Issues posed by wet solids dampen the performance of many processes. In a previous column, “Improve Slurry Handling,” I explored several techniques for altering the bulk properties of wet cakes, pastes and slurries. However, it’s not always possible to change these properties because doing so may reduce the product’s functionality. It’s better to select the correct equipment for the product in the first place and ensure the operators understand the differences in handling slurries, wet cakes and pastes compared to bulk solids and powders. The major areas requiring additional consideration and care are storage, discharge and conveying.
First, it’s never a good idea to store slurries, wet cakes and pastes for any length of time; so, I always suggest designing a process to avoid this situation.
Slurries commonly are stored for short periods of time. I provided advice on dealing with slurry storage and conveying in an article way back in 2006, “Avoid Trouble with Slurries”; those tips remain just as valid today.
Sometimes, storing wet cakes and pastes is necessary. Their handling is a specialized area; most manufacturers don’t produce all the equipment variations that you may need. As a consequence, the designer must explore many different vendors’ capabilities before making a selection.
You just can’t pour a wet cake or paste into a tank or silo and expect to retrieve it without great difficulty. For large storage volumes, silos often include screws placed near the bottom or top with either side or center discharge. Another variation is to rotate the silo base while the bottom screw is stationary. Some designs incorporate a reciprocating floor or frame to guide solids toward the discharge screw. These devices can help ensure maintaining first-in/first-out performance. Ease of maintenance of the motors and drives becomes the driving factor in selection.
Hoppers offer short-term storage; liners or vibration can improve the product’s flowability. To properly choose a liner, you must conduct flowability tests. In addition, installation can pose several pitfalls. These include the wrong type of attachment (i.e., bolt, screw or glue) that can lead to corrosion or mechanical failure, and not having enough attachments. You also must properly cap and install valleys to allow for thermal expansion; often this requires overlapping the liner sheets.
Pneumatic techniques for assisting hopper discharge aren’t well-suited to wet solids where injected air can channel between lumps. Arches will form; these likely will be strong. Even inflatable pads located around the hopper aren’t recommended, especially for very wet solids, because they can compact the material.

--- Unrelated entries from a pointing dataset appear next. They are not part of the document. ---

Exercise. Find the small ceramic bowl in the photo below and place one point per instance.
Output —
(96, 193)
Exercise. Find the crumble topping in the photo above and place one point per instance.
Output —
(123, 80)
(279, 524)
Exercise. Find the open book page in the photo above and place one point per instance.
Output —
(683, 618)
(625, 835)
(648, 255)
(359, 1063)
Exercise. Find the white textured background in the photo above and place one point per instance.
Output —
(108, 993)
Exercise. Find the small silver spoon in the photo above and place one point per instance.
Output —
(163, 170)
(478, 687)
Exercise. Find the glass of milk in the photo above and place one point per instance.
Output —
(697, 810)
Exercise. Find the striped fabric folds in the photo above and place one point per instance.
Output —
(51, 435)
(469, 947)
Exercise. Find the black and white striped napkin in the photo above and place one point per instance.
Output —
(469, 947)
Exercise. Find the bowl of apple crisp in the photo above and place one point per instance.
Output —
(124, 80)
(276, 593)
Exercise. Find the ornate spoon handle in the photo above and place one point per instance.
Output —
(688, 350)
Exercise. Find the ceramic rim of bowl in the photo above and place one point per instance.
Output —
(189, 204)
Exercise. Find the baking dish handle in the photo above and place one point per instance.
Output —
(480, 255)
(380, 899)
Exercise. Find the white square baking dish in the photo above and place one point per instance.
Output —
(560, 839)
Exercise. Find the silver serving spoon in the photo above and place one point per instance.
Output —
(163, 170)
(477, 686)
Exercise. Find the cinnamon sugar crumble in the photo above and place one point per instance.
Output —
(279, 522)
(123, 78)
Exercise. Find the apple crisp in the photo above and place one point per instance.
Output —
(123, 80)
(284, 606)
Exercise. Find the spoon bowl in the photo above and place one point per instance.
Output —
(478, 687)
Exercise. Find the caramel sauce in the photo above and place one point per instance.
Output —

Wet solids are poor transmitters of vibration, so vibrational aids usually aren’t very effective. However, a vibration technique may make sense for either fairly dry or nearly saturated wet solids that aren’t too sticky. Vibrating a nearly saturated cake may allow a lubricating film of solvent to form at the wall, thus increasing slippage. Devices that vibrate the material rather than the hopper generally work better because they impart a more-uniform vibration; these include louvers or moveable cones at the discharge. When vibration of the material isn’t possible, externally mounted vibrators that produce a vertical stress like an out-of-balance motor or air-driven ball or roller are most effective while horizontal vibration from, e.g., an air piston or electromagnetic force, is less effective.
Belt conveyors most commonly transport wet solids and pastes. Wet solids require more attention to belt speed, cleaning and operator protection. Belts often serve not only to move the material but also to lift it. However, for wet cakes of variable solvent content, this may cause balling of the solids.
Screw and ribbon conveyors frequently move wet cakes and pastes; they are less desirable, though, due to friction that can lead to pluggage or failure of the equipment. Ribbons, especially ones with an interrupted flight design, work well on sticky materials compared to a solid screw, but at the expense of efficiency. A low bed depth is best for a wet cake because it increases the transport velocity and reduces adhesion to the trough. There is no free lunch.